His father Brendan played 52 times for Ireland. His brother Niall is a team-mate in the national team.
This was the stunning context of an achievement that singed the pages of World Cup cricket history. Six sixes bore him to the fastest century in the tournament's history, a century in 50 balls -- 16 less than the record of the hulking Hayden, 22 better than the quickest of the sublime hitter Adam Gilchrist.
He was eloquent enough about the impetus of his glory.
"We could have fiddled around and made a decent score," he said of the situation when Ireland were 111 for five in pursuit of England's 327 built by the half centuries of Pietersen, Jonathan Trott and Ian Bell. "But that would have been boring for everyone. At first I chanced my arm, and then I thought, 'we can do this, why not?'"
Why not indeed? Why not feed on the unease of a team of stars who have shown signs of strain in recent weeks, who have been on the road for a long time and are showing more than a hint of battle fatigue? That was none of O'Brien's concern, nor that of his superb ally John Mooney.

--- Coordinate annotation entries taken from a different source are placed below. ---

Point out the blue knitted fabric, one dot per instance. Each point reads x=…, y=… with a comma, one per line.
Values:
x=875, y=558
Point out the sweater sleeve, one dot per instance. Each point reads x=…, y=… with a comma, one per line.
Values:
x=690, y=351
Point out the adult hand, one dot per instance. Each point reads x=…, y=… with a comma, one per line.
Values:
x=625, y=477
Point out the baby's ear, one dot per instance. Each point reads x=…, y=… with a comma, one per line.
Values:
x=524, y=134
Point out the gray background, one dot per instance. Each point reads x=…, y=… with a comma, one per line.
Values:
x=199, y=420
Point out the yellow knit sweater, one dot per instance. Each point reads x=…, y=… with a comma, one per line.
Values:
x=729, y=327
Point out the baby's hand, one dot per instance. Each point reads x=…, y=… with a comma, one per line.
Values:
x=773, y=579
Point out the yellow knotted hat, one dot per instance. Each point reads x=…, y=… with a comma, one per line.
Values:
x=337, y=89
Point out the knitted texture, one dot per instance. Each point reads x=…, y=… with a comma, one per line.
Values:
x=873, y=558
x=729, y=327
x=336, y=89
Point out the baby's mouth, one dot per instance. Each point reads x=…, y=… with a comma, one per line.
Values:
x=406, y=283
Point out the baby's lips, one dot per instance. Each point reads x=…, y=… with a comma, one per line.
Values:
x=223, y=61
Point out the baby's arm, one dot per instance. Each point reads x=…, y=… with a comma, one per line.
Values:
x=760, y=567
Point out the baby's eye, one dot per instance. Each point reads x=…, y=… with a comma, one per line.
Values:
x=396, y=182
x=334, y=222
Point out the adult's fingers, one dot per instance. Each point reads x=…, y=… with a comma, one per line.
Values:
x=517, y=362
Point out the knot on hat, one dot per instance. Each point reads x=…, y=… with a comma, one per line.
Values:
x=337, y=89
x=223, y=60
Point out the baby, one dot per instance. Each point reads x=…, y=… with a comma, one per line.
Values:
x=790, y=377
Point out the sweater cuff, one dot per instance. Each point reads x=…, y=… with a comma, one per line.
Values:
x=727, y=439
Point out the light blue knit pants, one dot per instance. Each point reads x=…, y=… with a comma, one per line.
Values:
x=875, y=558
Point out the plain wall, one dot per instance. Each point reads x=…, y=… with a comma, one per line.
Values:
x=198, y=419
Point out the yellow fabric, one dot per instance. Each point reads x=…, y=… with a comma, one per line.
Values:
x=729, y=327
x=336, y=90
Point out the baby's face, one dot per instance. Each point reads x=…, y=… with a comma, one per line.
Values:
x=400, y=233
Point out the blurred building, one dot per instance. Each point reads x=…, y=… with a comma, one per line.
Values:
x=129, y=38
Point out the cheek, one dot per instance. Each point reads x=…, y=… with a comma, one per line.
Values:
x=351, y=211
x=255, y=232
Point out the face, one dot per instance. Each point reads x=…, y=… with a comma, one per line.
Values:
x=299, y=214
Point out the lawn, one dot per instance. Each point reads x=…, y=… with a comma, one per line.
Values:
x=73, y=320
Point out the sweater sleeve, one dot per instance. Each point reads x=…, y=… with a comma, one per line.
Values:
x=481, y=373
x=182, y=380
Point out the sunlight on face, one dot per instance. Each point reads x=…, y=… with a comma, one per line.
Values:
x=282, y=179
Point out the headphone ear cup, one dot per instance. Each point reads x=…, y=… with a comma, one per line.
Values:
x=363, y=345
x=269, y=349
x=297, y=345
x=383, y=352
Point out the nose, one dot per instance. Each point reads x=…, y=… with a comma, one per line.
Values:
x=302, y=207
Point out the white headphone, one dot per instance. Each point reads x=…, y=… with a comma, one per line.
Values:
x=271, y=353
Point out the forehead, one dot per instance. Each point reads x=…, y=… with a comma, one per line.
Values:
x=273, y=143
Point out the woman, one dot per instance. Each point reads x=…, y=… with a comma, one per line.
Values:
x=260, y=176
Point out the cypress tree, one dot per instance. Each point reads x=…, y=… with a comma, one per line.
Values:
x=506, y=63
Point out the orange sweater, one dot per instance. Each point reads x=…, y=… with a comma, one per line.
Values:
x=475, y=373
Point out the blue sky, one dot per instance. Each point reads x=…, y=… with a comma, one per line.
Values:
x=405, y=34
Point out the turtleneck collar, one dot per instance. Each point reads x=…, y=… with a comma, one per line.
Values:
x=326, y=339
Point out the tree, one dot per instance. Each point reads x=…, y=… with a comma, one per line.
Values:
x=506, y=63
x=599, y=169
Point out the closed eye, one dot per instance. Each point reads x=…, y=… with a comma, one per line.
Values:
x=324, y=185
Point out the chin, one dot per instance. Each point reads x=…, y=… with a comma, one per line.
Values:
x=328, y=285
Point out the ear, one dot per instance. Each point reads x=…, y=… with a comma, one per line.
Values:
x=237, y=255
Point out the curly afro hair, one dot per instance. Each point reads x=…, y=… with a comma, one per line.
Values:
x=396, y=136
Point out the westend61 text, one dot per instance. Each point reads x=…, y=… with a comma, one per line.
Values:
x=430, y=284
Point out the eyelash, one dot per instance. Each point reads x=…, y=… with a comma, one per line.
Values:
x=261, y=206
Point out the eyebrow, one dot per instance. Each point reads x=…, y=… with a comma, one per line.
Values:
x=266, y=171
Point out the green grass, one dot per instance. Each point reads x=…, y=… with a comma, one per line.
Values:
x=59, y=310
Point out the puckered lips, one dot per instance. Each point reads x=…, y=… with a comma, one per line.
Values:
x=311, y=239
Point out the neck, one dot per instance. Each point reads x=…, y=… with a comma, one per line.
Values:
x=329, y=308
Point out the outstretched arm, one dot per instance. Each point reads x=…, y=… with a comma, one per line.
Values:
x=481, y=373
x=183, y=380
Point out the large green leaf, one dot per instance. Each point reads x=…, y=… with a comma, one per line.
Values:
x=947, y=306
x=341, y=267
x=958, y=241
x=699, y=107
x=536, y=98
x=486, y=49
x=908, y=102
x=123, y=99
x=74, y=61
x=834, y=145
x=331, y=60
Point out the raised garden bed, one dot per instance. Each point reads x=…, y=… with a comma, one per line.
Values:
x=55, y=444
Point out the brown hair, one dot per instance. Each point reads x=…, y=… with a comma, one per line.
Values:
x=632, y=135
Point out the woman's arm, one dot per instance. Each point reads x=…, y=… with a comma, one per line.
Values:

Their imperative was simply to seize their moment. Judiciously, they had to hit the cover off the ball, and each time they did it you could see the English resolve slip down a little further.
The ruling ICC have concluded that the 'associated' nations, those who do not play Test cricket and make up the numbers every four years when the World Cup comes round, present too much of an arduous organisational challenge. They create a cluttering effect. As competitive fodder goes, they are maybe not worth the trouble.
In Bangalore yesterday Kevin O'Brien pretty much did for the theory as he disposed of the English bowling. Whatever happens in the long weeks ahead, he made this World Cup quite unforgettable. He unearthed the best of any sport.